Fabio Amaya, pintor materialista 

University of Paris III Sorbonne Nouvelle, France

  Empecé a creer en el tallado directo de la piedra,

 a permanecer fiel al material (...). Tomé este principio

de escultores como Brancusi y Modigliani. 

Henry Moore

 

 

            Decir de un pintor que es materialista significa incurrir en el vasto ámbito de las redundancias. Porque la pintura, como la escultura, es esencialmente material. Cada cuadro, para referirnos más precisamente al motivo que nos ha convocado a la presente tarea, es un nuevo objeto que viene a incluir su realidad material entre los múltiples objetos que pueblan el mundo. Tan objeto en su condición primera como esta mesa, este libro o la puerta que abre y cierra una galería.

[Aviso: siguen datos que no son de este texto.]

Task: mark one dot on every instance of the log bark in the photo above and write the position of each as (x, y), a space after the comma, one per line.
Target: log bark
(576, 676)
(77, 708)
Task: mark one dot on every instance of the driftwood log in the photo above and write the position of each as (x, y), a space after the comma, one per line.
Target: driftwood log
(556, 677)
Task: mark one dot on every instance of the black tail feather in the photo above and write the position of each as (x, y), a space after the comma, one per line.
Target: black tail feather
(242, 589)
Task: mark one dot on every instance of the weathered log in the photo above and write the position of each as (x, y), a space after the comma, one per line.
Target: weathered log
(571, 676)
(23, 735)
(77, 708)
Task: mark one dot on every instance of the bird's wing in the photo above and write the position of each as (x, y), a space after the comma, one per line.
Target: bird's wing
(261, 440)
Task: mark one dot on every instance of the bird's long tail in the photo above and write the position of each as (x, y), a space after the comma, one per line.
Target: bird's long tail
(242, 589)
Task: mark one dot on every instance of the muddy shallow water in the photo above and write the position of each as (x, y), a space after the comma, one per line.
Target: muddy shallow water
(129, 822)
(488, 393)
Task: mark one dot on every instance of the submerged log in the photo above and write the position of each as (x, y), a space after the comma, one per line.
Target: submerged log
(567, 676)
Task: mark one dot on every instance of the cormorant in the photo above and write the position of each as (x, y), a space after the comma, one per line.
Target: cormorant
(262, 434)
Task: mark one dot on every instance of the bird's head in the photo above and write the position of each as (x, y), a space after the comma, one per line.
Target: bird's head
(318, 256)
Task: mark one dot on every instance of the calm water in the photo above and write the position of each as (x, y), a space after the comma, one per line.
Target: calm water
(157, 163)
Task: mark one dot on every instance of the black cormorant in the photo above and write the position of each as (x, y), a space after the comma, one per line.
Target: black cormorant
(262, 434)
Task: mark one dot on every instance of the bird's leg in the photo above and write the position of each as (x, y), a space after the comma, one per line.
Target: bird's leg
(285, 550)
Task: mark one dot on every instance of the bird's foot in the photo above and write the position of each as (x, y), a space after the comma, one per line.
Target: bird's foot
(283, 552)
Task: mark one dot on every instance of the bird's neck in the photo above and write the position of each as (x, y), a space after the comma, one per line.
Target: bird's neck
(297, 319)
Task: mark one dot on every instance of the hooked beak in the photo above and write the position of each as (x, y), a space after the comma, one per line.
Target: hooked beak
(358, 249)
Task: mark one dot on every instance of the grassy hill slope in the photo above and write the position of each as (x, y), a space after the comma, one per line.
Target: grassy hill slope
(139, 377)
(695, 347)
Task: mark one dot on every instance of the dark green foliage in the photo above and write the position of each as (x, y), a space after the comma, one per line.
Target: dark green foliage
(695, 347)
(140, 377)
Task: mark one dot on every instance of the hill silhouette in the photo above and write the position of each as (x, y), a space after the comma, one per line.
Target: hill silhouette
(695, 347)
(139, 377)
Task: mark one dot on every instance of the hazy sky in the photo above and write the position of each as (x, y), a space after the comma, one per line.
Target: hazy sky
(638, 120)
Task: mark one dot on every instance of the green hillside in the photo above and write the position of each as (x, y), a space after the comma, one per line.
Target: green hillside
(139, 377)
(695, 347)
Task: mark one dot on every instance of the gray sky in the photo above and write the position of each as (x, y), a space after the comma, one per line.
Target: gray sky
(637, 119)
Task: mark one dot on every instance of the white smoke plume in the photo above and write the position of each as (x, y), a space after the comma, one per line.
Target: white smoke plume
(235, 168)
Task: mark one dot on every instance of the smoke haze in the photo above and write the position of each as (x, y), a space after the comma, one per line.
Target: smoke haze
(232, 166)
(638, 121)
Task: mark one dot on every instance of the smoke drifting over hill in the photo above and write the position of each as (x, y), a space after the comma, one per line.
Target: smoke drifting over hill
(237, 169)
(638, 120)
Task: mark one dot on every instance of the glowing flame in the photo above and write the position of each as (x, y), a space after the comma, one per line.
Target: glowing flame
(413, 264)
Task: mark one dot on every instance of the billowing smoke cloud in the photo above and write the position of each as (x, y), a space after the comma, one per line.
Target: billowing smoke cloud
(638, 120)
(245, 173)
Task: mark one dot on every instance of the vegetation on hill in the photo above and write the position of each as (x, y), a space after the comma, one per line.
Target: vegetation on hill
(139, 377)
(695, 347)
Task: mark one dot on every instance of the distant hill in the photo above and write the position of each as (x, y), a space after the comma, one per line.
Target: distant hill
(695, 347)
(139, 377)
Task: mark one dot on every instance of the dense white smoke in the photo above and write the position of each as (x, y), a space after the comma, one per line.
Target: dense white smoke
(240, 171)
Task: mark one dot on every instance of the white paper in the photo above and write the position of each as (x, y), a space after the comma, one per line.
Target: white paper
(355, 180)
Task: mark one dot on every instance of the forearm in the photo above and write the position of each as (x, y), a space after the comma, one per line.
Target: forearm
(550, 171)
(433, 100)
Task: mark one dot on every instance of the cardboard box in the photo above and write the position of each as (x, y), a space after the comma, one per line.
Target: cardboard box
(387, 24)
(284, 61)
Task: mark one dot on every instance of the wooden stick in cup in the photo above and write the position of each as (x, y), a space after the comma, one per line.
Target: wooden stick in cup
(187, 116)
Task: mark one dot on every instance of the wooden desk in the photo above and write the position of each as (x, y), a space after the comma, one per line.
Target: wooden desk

Pero su presencia no es anodina. Por su condición de obra de arte, se constituye en un espacio privilegiado dentro un campo de percepción. Insistir en su realidad material es, por lo tanto, consideración ineludible, puesto que es esa misma condición quien le otorga un lugar propio, singularísimo, en el espacio que nos rodea. Pero no basta con reconocerlo en su materialidad. Trátase de un objeto específico, distinto de cuantos lo rodean por su condición de obra de arte, orientada, pues, hacia la emoción estética. Como es harto conocido, durante siglos se le atribuyó una función puramente representativa, que lo colocaba en una relación ancilar, ya sea con el mundo exterior, del que debería darnos una reproducción, de fidelidad irreprochable, ya sea con el ámbito íntimo del pintor, es decir, con las propias emociones del artista. La obra de arte, bajo esta mirada particular, sería, al mismo tiempo, depósito de una parte de lo real y de los fenómenos emocionales experimentados por el pintor. Eventualmente, de una sumatoria de ambos. El impresionismo, con sus altos y sus bajos, parece marcar la culminación de esta concepción ancilar de la obra de arte. Tal vez esto explique su condición de estereotipo, capaz de producir una doxa aún dominante en ciertos sectores de la crítica y, particularmente, en el masificado turismo de nuestros días. Si logramos sustraernos a esta doxa y reconocer la materialidad de la obra de arte, podremos aceptar, también, su autonomía. Trátase, como se ve, de una consecuencia mayor. Por eso me resulta indispensable decir que Fabio Amaya es un pintor materialista. Sé muy bien, sin embargo, que no basta con decirlo. Lejos de agotarse en sí misma, esta frase abre un campo de múltiples consideraciones que nos llevan a interrogarnos sobre el trabajo del artista, la naturaleza y la función de la mirada y plantea, con singular agudeza, la estrecha relación entre materialismo y espiritualidad, sin la cual la emoción estética no existiría.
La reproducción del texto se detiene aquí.